I understand the emergence of sporting stats. Modern day football (soccer) is now riddled with terms like assists, blocks, tackles etc which were not deemed necessary some 20/30 years ago.
I still believe there’s only a dubious relationship between sporting stats and sporting success, (as it is with any other form of social science). One that you can only attempt to establish if you highlight the ones which add credence to your argument whilst ignoring the ones that don’t. Sport is a one off event with many, many variables. You’d need a computer like the one Douglas Adams wrote about in The Hitchhiker’s Guide to the Galaxy.
["You know nothing of future time," pronounced Deep Thought, "and yet in my teeming circuitry I can navigate the
infinite delta streams of future probability and see that there must one day come a computer whose merest
operational parameters I am not worthy to calculate, but which it will be my fate eventually to design."]

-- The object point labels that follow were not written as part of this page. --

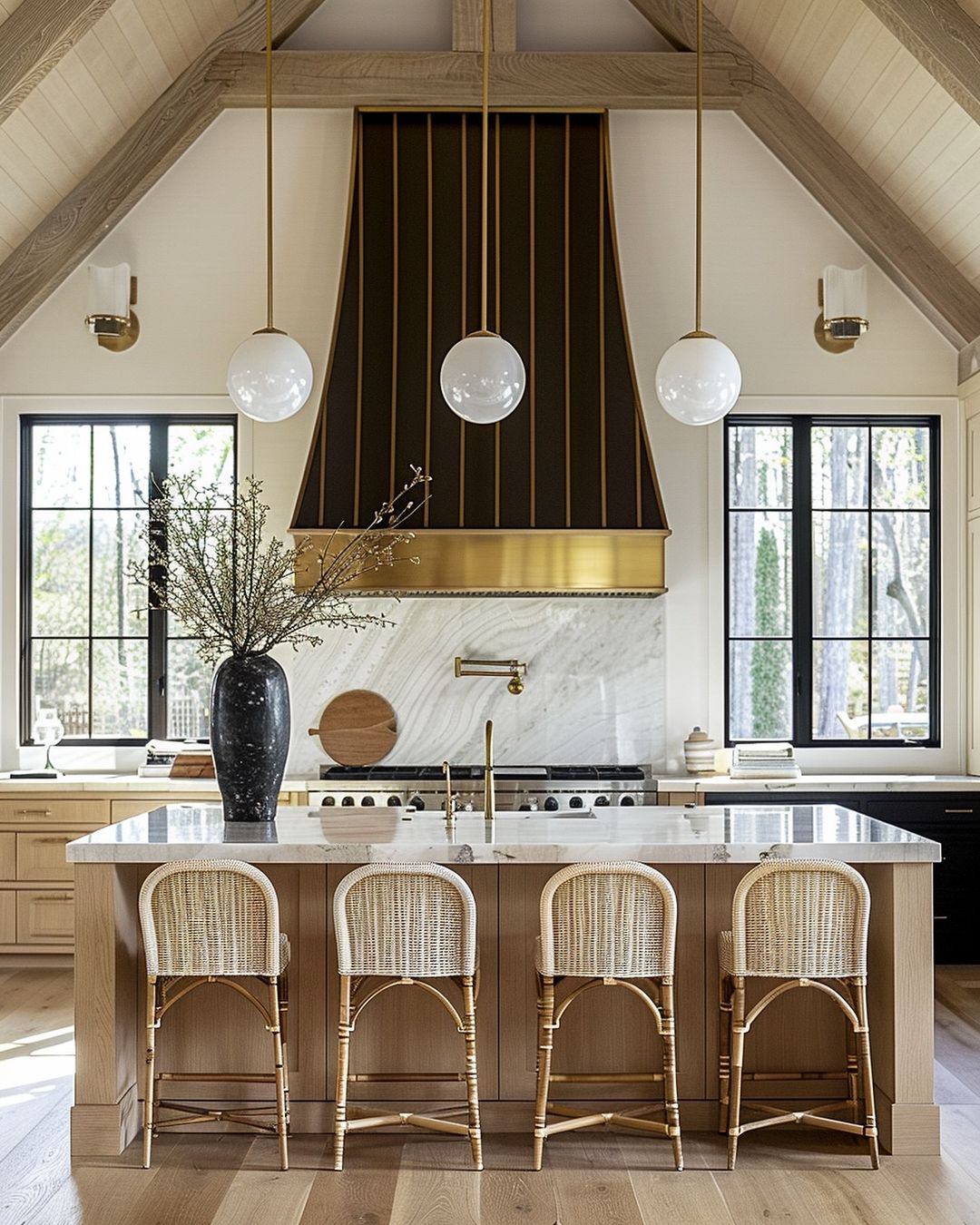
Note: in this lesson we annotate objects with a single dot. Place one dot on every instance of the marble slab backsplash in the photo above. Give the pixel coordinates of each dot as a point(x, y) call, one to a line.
point(593, 691)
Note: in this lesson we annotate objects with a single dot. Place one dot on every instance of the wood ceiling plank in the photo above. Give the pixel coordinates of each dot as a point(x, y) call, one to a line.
point(129, 169)
point(944, 38)
point(34, 38)
point(467, 26)
point(634, 80)
point(836, 181)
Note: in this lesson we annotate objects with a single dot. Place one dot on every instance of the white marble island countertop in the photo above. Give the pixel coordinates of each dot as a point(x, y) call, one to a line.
point(737, 835)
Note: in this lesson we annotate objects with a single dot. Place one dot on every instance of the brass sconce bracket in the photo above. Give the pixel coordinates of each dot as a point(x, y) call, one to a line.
point(514, 668)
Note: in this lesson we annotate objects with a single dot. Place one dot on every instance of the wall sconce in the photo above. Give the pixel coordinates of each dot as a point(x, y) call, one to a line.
point(112, 291)
point(842, 294)
point(512, 668)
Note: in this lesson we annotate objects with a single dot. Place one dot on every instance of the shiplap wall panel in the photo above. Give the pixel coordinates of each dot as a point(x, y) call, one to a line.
point(94, 94)
point(874, 97)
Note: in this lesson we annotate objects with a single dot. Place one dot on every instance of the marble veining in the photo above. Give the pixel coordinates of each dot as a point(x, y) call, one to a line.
point(594, 689)
point(738, 835)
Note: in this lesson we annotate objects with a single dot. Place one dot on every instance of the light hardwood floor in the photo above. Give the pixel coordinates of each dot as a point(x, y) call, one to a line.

However, loudspeaker testing and analysis has come a very long way with the advent of computer software and can be deemed a true science. Nowadays everyone uses this software and testing is as rigourous as its ever been. They know what to look for: eg
• On-axis frequency response
• Impulse response
• Cumulative spectral decay
• Polar response
• Step response
• Impedance
• Efficiency/Sensitivity
• Distortion
• Dynamics
https://audioxpress.com/article/testing-loudspeakers-which-measurements-matter-part-1
https://audioxpress.com/article/testing-loudspeakers-which-measurements-matter-part-2
Heck, there’s even at least one website devoted to this kind of thing.
https://www.audiosciencereview.com/forum/index.php
The true test is whether the loudspeakers are actually getting better. By and large, I’d say they were. But I acknowledge there will always remain a subjective element.
Some will always prefer cassette tape to CD, a 1960 Ferrari to one from 2020, a Technics turntable from 1970 to one from now etc. That’s human nature.
Fair enough, but let’s not kid ourselves about which ones measure better.